Where’s the Punk?!

By Jackson Somes


If you have trouble thinking of a current band that falls under the musical genre ‘punk’ you’re most likely not alone. Political angst and social rebellion manifested through music has fallen out of the spotlight, leaving a void and social blackhole in its wake. Punk music met its conceivable end, it sold out and broke up. Many of the most prominent punk bands and musicians joined major record labels, making it harder to fight the establishment when you’re a crucial part of it, and the genre divided into a multitude of subgenres.  

The genesis of the punk movement was in the 1970s with bands such as the Sex Pistols, The Clash and the Ramones. It was characterized by fast, heavy music accompanied by political and anti-establishment lyrics. As fast as the genre rose, its fall was even faster.

Record companies pounced on the opportunity to cash in on this new social sensation. As punk music grew and expanded, major record labels like Warner Music Group were buying up smaller punk independent labels and bands were offered major record deals, joining forces with the same ‘Man’ they were protesting. 

The punk schism began with new wave bands like the Talking Heads in the 70s to pop punk groups like Blink-182 and Green Day in the 90s. 

Punk music exploded into a myriad of different categories throughout the years. Everything from Sonic Youth to Jimmy Eat World, Sublime to Rage Against the Machine, the Red Hot Chili Peppers to Alkaline Trio can trace their origins back to the humble beginnings of the 70s.  
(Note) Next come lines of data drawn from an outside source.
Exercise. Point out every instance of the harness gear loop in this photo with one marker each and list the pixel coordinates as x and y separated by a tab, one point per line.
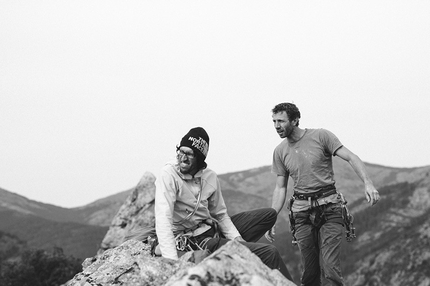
348	220
292	222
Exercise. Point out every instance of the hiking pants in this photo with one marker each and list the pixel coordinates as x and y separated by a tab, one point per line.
319	235
252	225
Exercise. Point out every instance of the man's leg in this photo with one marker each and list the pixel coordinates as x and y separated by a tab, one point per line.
307	236
252	225
331	234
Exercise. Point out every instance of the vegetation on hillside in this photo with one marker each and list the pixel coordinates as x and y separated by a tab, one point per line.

Although the genre has fallen out of the spotlight, it still lingers on. Perhaps two of the most prominent bands to carry on the original punk label are Against Me! and Rise Against. Both of these bands carry the the two establishing features of punk music: aggressive music and rebellious lyrics. The lyrics, however, may ring hollow as both of these bands have been with major labels for several years and a handful of albums. Congratulations on the success, but it’s hard to fight the establishment when you are an integral cog in it. 

Desaparecidos is another band that holds true to the origins of punk. Unlike Against Me! and Rise Against, though, Desaparecidos chose to stay independent. Created by Bright Eyes frontman Conor Oberst, Desaparecidos lyrics range from satirizing the over-consumerist culture of America to a hard-edge love song about Chilean communist leader Camila Vallejo.  

Although punk as a whole may be dying off, two subgenres appear to be growing in popularity. Both folk punk and pop punk have established and dedicated fan bases with room for expansion. 

Folk punk is the truest representation of social rebellion in the remaining punk scene. It tends to follow a very strict do-it-yourself ethic. As the genre title suggests, folk punk blends the elements of folk and punk music. Lyrics tend to be socially and politically defiant, but told through stories and personal revelation. The music is often acoustic and not as hard-edge as most punk music but can still be fast-paced at times. Bands like Ramshackle Glory, Andrew Jackson Jihad and Defiance, Ohio serve as cornerstones in the folk-punk genre. 

Pop punk is the other punk offspring keeping punk music relevant. Although the music of pop punk is typically fast paced and aggressive, consistent with the origins of punk, the lyrics stray away from any semblance of rebellion and are more melodic and poppy.

Notably headlined by Blink-182 and Green Day, these bands found a large audience in the early 90s and were launched into mainstream success. Two decades after their initial success, pop punk dramatically fell in popularity largely because other pop punk bands were unable to achieve the success of the initial founders. But pop punk’s not dead. Although lacking mainstream and successful acts the genre has a very devoted underground following which sustains many smaller bands. Bands such as The Wonder Years, The Story So Far and Four Year Strong have kept the genre active and alive despite a mainstream collapse.

As a native of Rochester, New York, I can gladly say that my hometown has offered two notable contributions to the pop punk genre. The bands Polar Bear Club and Such Gold are next in line to carry the torch of pop punk. Both are playing in San Diego this semester. I hope to see you there, keeping punk alive.